The CEP report said that 25% of the interviewees it questioned said their business had "suffered a business impacting cyber incident within the last year". Fewer than a third (30%) of those companies had dedicated cyber insurance cover and in each of the cases that cover was in place the cover had been bought prior to the cyber incident occurring, it said.
CEP said that half of the companies that bought a cyber insurance policy said that they checked to see whether their suppliers also had such cover, whereas 70% of those without cyber cover said they reviewed whether or not the third parties they engaged with had cyber cover.

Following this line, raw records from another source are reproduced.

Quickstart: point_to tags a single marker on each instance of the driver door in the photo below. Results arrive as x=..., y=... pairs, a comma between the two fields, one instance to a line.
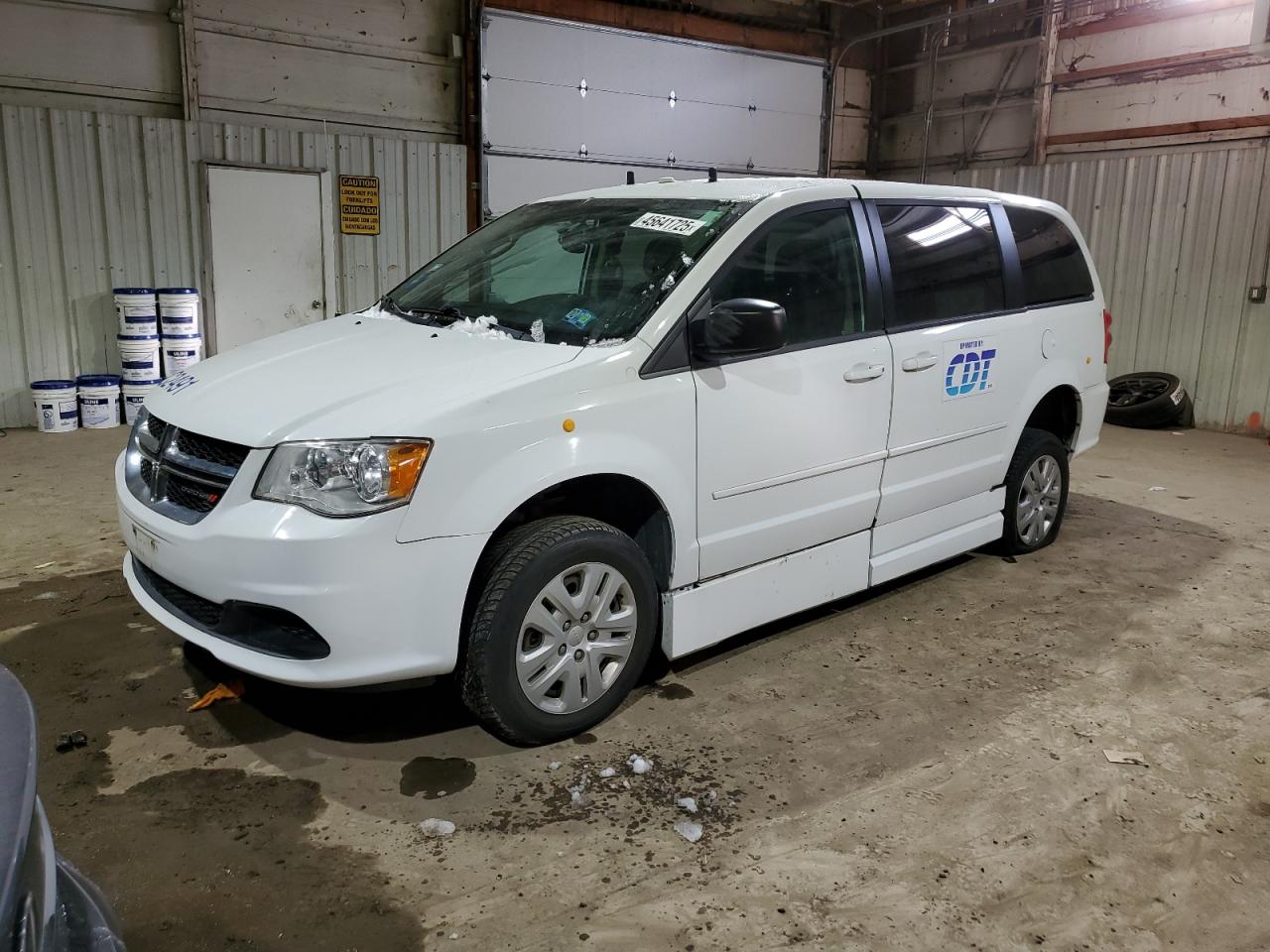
x=790, y=444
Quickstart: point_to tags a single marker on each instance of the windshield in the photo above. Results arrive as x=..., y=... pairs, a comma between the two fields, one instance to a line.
x=575, y=272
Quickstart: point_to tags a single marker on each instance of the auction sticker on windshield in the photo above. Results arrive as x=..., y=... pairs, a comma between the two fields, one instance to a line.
x=667, y=222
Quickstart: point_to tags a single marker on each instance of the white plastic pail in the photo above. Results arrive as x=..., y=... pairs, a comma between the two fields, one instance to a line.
x=134, y=398
x=99, y=402
x=139, y=354
x=56, y=411
x=180, y=311
x=137, y=309
x=180, y=352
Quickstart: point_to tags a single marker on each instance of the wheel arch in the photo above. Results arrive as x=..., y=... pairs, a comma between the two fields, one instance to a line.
x=619, y=499
x=1058, y=412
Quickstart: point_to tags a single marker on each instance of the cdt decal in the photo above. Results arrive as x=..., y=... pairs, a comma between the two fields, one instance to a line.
x=968, y=366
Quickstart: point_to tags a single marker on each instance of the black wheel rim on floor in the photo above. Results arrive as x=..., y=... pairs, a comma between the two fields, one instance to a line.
x=1133, y=390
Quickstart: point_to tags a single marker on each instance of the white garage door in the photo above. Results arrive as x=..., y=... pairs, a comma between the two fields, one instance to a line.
x=571, y=105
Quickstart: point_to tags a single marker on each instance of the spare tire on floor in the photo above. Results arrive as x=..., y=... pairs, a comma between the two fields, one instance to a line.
x=1147, y=399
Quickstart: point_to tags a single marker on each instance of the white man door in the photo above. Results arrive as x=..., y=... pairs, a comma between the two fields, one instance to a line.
x=267, y=252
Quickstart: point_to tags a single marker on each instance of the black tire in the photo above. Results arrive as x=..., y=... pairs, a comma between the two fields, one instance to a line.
x=525, y=562
x=1146, y=400
x=1033, y=445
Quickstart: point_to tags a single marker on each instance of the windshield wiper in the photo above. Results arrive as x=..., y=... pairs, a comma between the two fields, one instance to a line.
x=447, y=315
x=408, y=313
x=453, y=315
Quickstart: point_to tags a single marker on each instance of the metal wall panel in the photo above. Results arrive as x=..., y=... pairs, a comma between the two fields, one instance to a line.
x=1178, y=236
x=90, y=200
x=118, y=55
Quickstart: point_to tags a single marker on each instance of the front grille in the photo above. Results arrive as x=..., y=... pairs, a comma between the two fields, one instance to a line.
x=272, y=631
x=190, y=495
x=213, y=451
x=180, y=474
x=193, y=608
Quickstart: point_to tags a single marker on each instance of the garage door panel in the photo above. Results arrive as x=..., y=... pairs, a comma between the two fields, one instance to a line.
x=731, y=109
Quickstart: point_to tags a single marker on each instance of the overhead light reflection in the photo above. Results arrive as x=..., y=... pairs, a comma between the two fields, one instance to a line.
x=955, y=221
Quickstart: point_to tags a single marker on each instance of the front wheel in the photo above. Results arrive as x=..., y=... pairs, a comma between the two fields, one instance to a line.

In-house lawyers at half of the businesses that have cyber insurance cover made the purchasing decision. The heads of risk or executive level people within the other organisations that bought such cover made the decision to buy the protection, with heads of information security uninvolved in any of those purchasing decisions, according to the report.
Stephen Catlin, head of the largest Lloyds of London insurer Catlin Group, recently said that cyber security was the biggest risk he had seen in his career, that insurance companies cannot properly take it on, and that governments have a role in managing the threat.
In December last year, the Financial Policy Committee (FPC) at the Bank of England (the Bank) warned that cyber security is not just a technical issue that directors on the boards of UK banks can ignore. The UK government earlier last year said providers of cyber insurance policies can help businesses to improve the way they address cyber risks and respond to security breaches.